Existing sites would have had to not be developed enough to trigger a rezoning. If a different use was being proposed for land, then a zoning hearing would be needed, and parking minimums would have to be enforced. Thus requiring adjacent lots to be bought and redeveloped into parking unless exceptions were made. You can see remnants of this in some cities where amongst historic buildings and skyscrapers there are large surface parking lots.
> We built that stuff just fine from 1870 through the 1940s. What changed?
Quite a few things. Parking minimums as mentioned, euclidian/single use zoning, etc. I think one of the core things that changed is something that Strong Towns mentioned. Up until the early 1900s, municipal planners would try to project how much tax revenue per acre of land was being generated and how much tax expenditures were made for those areas. Over time, tax per acre or per parcel was deprioritized, and level of service for roads was used as an economic metric. More vehicles in an area means more economic activity (in theory), so municipalities started optimizing for more vehicular movement.

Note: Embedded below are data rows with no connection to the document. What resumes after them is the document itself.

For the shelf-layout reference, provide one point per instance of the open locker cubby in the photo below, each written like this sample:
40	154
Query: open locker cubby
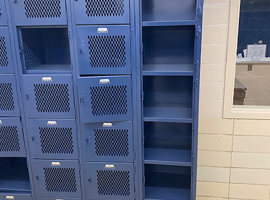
45	50
11	138
167	143
168	99
168	49
14	175
172	10
167	182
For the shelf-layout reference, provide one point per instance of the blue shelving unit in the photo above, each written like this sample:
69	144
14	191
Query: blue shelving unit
99	99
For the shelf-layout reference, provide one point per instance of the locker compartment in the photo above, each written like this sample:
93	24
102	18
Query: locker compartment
167	182
11	138
167	143
168	99
39	12
109	181
108	142
168	48
48	96
105	99
102	12
56	178
174	10
3	13
53	139
14	175
6	61
104	49
8	96
15	196
45	50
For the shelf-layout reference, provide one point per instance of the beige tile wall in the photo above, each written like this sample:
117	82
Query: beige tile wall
234	154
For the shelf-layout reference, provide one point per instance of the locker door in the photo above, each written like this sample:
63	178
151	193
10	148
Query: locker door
109	142
53	139
8	96
6	63
105	99
39	12
49	96
3	13
12	140
56	178
102	12
104	49
110	181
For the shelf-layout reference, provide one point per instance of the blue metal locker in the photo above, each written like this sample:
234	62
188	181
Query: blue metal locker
3	13
39	12
102	12
6	61
105	99
49	96
8	96
12	139
56	178
109	181
104	49
53	139
108	142
15	196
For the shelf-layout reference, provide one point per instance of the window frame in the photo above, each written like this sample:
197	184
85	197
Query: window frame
229	110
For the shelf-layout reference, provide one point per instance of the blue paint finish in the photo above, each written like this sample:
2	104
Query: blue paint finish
104	49
101	12
105	98
109	180
108	142
12	138
56	178
6	62
33	12
9	99
49	96
53	139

In the end, it was a lot of government regulation that resulted in this. From the federal level, to states, counties, and municipalities. It worked for a large portion of the voting populace, so it was generally favored.
We all have a little bit of control over at least housing and transport. Local politics determine land use, and municipalities in the US have consistently voted for more car dependency (leading to more expensive transport) and limited housing construction (leading to more expensive housing).
Local politics aren't really paid attention to, which results in any amount of participation and influence having a relatively large impact compared to state or federal politics.